The birth control implant is a thin rod that is inserted in your arm by a doctor or nurse. It releases hormones to prevent pregnancy by thickening the mucus on the cervix and may also prevent eggs from being released by the ovaries. The implant lasts for up to 5 years.
The birth control ring, brand name NuvaRing, is a small, flexible ring that is inserted in the vagina and releases the hormones estrogen and progestin to stop ovulation and thickens the mucus around the cervix, which prevent pregnancy.
The birth control ring is also not suitable for those who have a history of blood clots, an inherited blood-clotting disorder, vein inflammation, breast cancer, stroke, serious heart problems (like heart attacks or angina), migraine headaches with aura (seeing flashing, zigzag lines), uncontrolled high blood pressure, very bad diabetes, or liver disease.
Like the other methods on this list, natural contraception has many different variations. The Rhythm Method, Natural Family Planning (NFP), and Fertility Awareness Based Method (FABM) are among some of the different types of using charting as contraception -- this blog has all the details about these different fertility awareness methods for contraceptive use.

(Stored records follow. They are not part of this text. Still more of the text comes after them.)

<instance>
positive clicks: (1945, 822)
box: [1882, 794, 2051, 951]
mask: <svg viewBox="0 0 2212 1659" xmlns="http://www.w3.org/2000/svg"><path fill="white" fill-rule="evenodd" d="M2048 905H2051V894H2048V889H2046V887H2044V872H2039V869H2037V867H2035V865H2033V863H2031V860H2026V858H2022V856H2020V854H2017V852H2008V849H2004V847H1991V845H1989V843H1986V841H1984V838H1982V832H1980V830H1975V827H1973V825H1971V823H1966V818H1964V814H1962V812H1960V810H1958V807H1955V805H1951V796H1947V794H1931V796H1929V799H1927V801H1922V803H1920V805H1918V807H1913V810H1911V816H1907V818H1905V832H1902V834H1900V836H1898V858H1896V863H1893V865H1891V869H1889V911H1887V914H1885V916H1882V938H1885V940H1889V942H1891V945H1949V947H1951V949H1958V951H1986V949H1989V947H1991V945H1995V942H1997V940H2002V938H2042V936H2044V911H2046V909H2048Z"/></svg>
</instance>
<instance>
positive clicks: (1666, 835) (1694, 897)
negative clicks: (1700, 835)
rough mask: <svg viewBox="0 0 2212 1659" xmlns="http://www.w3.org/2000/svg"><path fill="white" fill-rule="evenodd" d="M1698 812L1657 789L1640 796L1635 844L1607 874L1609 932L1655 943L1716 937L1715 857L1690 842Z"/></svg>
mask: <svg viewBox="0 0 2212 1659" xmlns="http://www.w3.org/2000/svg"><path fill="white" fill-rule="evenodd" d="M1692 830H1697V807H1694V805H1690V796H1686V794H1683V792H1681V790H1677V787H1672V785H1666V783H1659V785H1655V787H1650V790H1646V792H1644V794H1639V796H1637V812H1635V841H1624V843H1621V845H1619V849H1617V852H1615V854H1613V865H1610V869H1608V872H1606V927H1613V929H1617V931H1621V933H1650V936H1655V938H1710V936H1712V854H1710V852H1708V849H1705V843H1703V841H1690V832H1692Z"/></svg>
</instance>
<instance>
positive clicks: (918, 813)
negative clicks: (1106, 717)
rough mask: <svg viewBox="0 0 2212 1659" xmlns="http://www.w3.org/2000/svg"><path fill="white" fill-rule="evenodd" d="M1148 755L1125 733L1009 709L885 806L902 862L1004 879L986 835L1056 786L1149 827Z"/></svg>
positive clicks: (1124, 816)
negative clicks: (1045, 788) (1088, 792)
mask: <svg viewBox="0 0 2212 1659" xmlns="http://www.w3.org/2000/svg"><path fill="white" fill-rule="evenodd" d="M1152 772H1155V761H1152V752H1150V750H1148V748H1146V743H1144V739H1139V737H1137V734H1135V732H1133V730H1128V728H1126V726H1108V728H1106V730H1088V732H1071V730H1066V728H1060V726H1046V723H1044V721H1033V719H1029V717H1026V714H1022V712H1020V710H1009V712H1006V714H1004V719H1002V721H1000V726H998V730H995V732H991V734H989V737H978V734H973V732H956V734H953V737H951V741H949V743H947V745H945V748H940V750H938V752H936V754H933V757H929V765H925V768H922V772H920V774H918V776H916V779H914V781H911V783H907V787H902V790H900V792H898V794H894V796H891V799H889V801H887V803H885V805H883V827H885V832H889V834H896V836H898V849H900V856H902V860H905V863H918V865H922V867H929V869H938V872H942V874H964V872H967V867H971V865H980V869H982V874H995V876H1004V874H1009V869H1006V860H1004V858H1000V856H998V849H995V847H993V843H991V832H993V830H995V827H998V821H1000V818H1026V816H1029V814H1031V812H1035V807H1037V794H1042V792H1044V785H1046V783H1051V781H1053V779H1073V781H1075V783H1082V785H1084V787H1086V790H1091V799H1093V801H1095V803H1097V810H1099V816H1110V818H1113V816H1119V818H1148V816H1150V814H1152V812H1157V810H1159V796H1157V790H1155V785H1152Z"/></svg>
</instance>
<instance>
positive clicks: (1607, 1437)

Kindara is based on the FABM called the Symptothermal Method (FACTS), which is a method based on the science of our bodies. The symptothermal method is a combination of natural fertility methods. ACOG explains that the two most commonly used for this method include the BBT method and the cervical mucus method. Other methods or signs can be used, such as the Standard Days method, as a double check to identify when the fertile time begins and ends. For more details on using FABM for contraception, check out The 4 Rules of Charting for Birth Control.
*The Rhythm Method is part of this statistic
FABM is an option for those who want manage their fertility naturally or those who simply want to learn more about their bodies. This method is a great way to learn about your body -- and in some cases, develop a strong appreciation for what our bodies can do! -- but it does require dedication to the method in terms of recording the data, interpreting the information, and using protected sex or abstinence during the fertile window. This method may not work for those who work odd hours, since at least 4 consecutive hours of sleep are needed to get an accurate BBT. When you first start using this method, we recommend finding a practitioner who can provide individual support and review of your charts.
Read everything you can about the method or methods you’re considering, and discuss your options with your doctor; together you can decide on what’s best for you. Regardless of what method you choose, practice safe sex -- none of the methods mentioned above prevent sexually transmitted diseases. Listen to your body. If something doesn’t feel right, ask your doctor.